Canadian Journal of Administrative Sciences, Dec 2002 by Jane Londerville

Several theories have evolved to explain why this underpricing might be rational. The most commonly offered explanation was developed by Rock (1986) and involves the "winner's curse." His model requires uncertainty about the potential performance of a company after it goes public and groups of investors interested in the offering who have heterogeneous information about the value of the firm. Those who are better informed will bid on what they perceive to be underpriced offerings and leave the others. The less informed investor is just as likely to bid on a "properly" priced offering as an underpriced one. Most new issues are rationed, so that the poorly informed investor ends up with a disproportionately large share of the IPOs that do not appreciate after they go on the market. This produces an adverse selection problem for uninformed investors. Deliberate underpricing of an average IPO by the issuer compensates the poorly informed investor for facing the winner's curse; if this were not done, the non-institutional investor would likely stay completely out of the IPO market and raising new funds would prove difficult.

Beatty and Ritter (1986) extended and tested Rock's model. They argued that one firm alone cannot provide a credible signal that it has underpriced its IPO in expected terms, since it will only go public once. The investment bank is required to vouch for the fact that the stock is priced below its expected value in the market. Since the investment bank relies on its reputation to gain future business, this signal from them should be credible. The empirical results identify a loss of market share for investment bankers who do not adequately underprice IPOs in the first time period of their study. They also find that greater uncertainty about the expected results for the firm requires greater underpricing of its IPO to attract investors. It is therefore in the firm's interest to release as much information as possible about what projects it is funding with the IPO proceeds.

This raises an interesting distinction between REIT IPOs and taking a private operating company public. Companies have two reasons for not wanting to be too specific about their future plans with the proceeds of a public offering. They do not want to be sued by investors if things do not go according to plan. And, they do not want their competitors to gain an advantage through increased knowledge about their operations. REITs, on the other hand, so long as they have appropriate purchase options on the properties they intend to buy, can reveal as much detail as they know about the assets they intend to acquire with the IPO proceeds, including type of property, size, location, major tenants, previous year's rent, and so on. For the Canadian REITs in this study, the significant amount of information revealed about their intended property acquisitions should have decreased the required underpricing for their IPO, if Beatty and Ritter are correct.

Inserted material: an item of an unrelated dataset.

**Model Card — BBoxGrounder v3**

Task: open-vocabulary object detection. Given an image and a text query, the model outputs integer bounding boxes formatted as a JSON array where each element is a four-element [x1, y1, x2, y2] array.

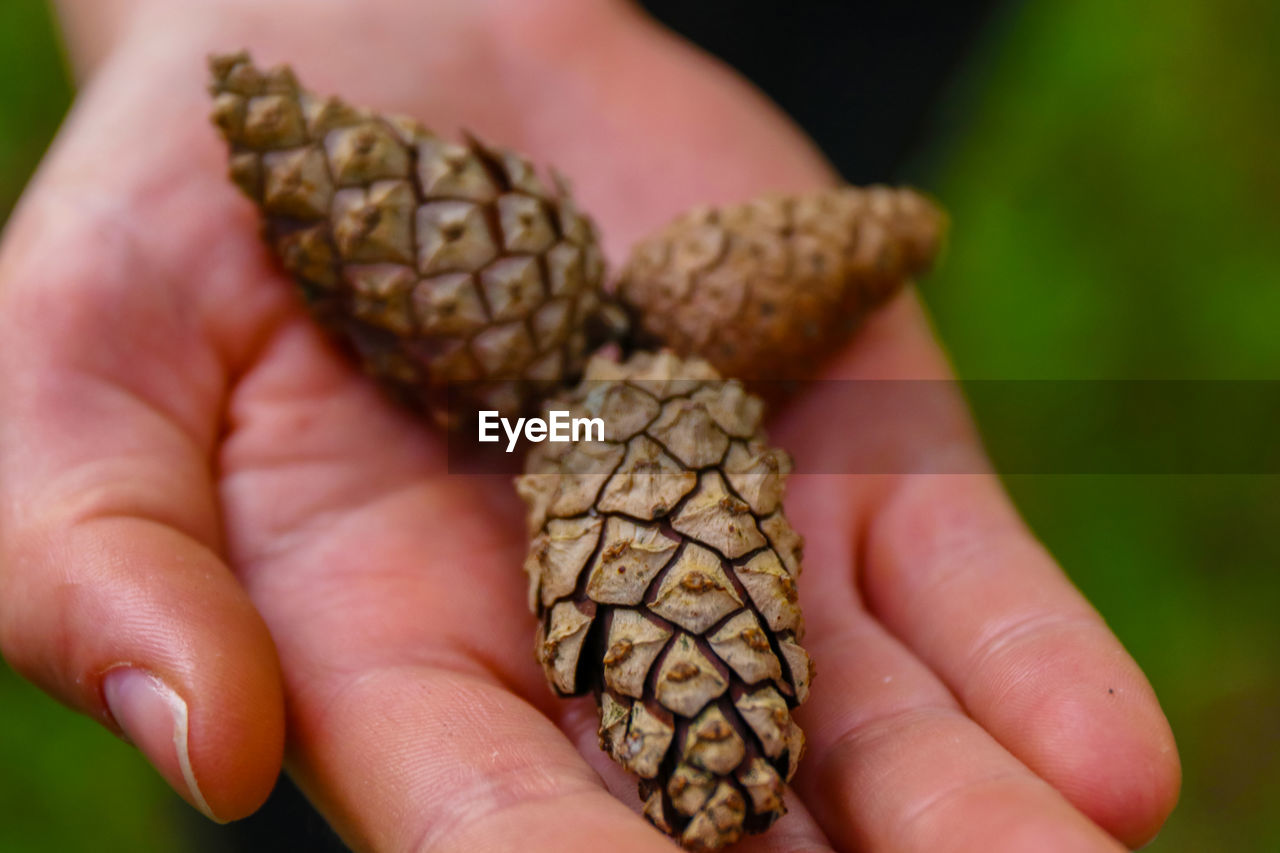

Rock's model was substantiated by the results of Chalk and Peavy (1987) who found that returns differed by initial price per share of the offering and that shares which sold for less than $1 initially accounted for much of the excess returns. There is likely to be considerable uncertainty about the outcome for the companies issuing these penny stocks. As well, there is likely to be a broader mix of potential investors the lower the initial offering price of the stock.